Even on CE, we had for first 2 years tons of absolutely mandatory EE courses which had 0 relevance to software development. One (Theoretical electrotechnics II) was especially hardcore due to 1) math used was tougher than actual dedicated math courses we had at that time; 2) the professor was an absolute a-hole, I mean proper evil twist in his personality... everybody on whole university hated him, I mean teachers, management, everybody, students were properly scared of him. He was so well known even people on other universities knew him well. But he had some good expertise in some topics so he was tolerated, and he served as biggest student filter on whole faculty.
He literally fired people from whole school (as in last attempt to pass this mandatory course, 2 attempts per year, if failed could repeat next year) in their 3rd year at uni, because of a single dot in whole equation calculation (which was at least 1 A4 per exercise). Dot was just above given variable in equation to give it different meaning than non-dot ones, and pens did often fail us back then (so after solving an example we all tripple-checked all dots were visible where they should be).
He often told girls they shouldn't study EE since its not for them, guys that had long hair that they should get back to their moms, people with hungarian-sounding names that they should go to Hungary etc... He was fired eventually.
If it hadn't been for him, EE would be above-average difficulty but definitely manageable subject. As it was done, one basically done university for CE degree once passing him. And the best thing of all this - he was consistently given only to teach and examine CE people only. EE people had such an easygoing professor that everybody passed it.
Needless to say, I loathed anything EE-related for quite some time. Schools have ways to effectively discourage even good topics to folks like me.
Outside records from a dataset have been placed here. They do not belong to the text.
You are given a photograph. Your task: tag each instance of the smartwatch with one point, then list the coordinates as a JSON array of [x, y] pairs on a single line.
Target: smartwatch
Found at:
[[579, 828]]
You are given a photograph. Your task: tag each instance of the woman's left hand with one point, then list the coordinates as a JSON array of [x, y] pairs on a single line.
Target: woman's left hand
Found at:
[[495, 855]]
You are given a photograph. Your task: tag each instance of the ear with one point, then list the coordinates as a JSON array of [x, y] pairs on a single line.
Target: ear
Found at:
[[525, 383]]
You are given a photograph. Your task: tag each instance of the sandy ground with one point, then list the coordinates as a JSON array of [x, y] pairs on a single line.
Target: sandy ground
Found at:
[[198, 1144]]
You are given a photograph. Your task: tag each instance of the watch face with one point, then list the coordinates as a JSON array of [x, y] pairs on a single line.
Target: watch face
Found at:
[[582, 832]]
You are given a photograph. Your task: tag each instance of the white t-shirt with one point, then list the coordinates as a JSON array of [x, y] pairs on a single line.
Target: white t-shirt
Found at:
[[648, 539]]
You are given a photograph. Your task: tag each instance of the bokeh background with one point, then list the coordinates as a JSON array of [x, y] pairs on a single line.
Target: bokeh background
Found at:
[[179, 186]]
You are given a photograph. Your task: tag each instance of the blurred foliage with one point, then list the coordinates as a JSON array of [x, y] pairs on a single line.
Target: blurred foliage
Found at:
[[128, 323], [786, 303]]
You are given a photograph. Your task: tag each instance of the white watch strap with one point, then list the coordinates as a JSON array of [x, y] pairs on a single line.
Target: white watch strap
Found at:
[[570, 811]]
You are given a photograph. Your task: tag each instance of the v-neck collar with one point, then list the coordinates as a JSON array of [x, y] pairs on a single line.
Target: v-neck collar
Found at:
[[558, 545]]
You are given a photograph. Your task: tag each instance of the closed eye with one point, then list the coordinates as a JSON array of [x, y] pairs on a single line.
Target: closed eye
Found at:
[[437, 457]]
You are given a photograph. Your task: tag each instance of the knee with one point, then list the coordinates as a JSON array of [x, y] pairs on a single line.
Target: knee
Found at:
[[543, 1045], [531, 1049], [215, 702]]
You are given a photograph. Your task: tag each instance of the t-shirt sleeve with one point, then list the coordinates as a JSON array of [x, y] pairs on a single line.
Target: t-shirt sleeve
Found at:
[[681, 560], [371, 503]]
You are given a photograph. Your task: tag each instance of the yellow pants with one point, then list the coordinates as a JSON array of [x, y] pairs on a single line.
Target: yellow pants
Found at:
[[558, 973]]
Sounds like TUKE (or any other uni in Slovakia). I've studied Cybernetics/AI there from 2008. Your comment is eerily familiar to me, even though I don't think I attended a course with the professor.
Yes good? old TUKE. The guy's name is Jan Dudas. I can see on wiki he is prosecuted for denying holocaust... not that surprised to be honest, he was extreme
I did a CE degree as well. Reading all the comments saying that it's super hard at university makes me feel like my university was really shit.
The difficulty in EE exams came from having to solve stupidly long and complex equations by hand in an exam with significant time pressure. Pretty much every single exam question was look at problem, identify equations to use, solve them by hand. And all the exam questions were close enough to stuff that was solved in lectures/tutorial.
In a way, that made it easier because everything was basically the same. I only had to get good at solving equations quickly and then I could get an A in an exam after just looking at all the tutorials/lecture notes the day before the exam. There are entire subtopics of my degree that I had 0 interest in (high voltage, electromagnetism), skipped all the lectures and then still got an A. I had/have 0 understanding of those topics, I just pattern matched questions to equations and then solved them like I solved everything else.
For some reason, the CS exams never had this sort of "difficulty". They were much harder to bullshit through with 0 understanding, but if you did understand the material, were much easier. I remember in a computer graphics exam they did force us to solve some matrix multiplication by hand, it was so absurdly trivial compared to the shit in EE exams that I almost laughed. But a lot of my pure CS peers really struggled because they didn't practice solving hundreds of much nastier problems by hand.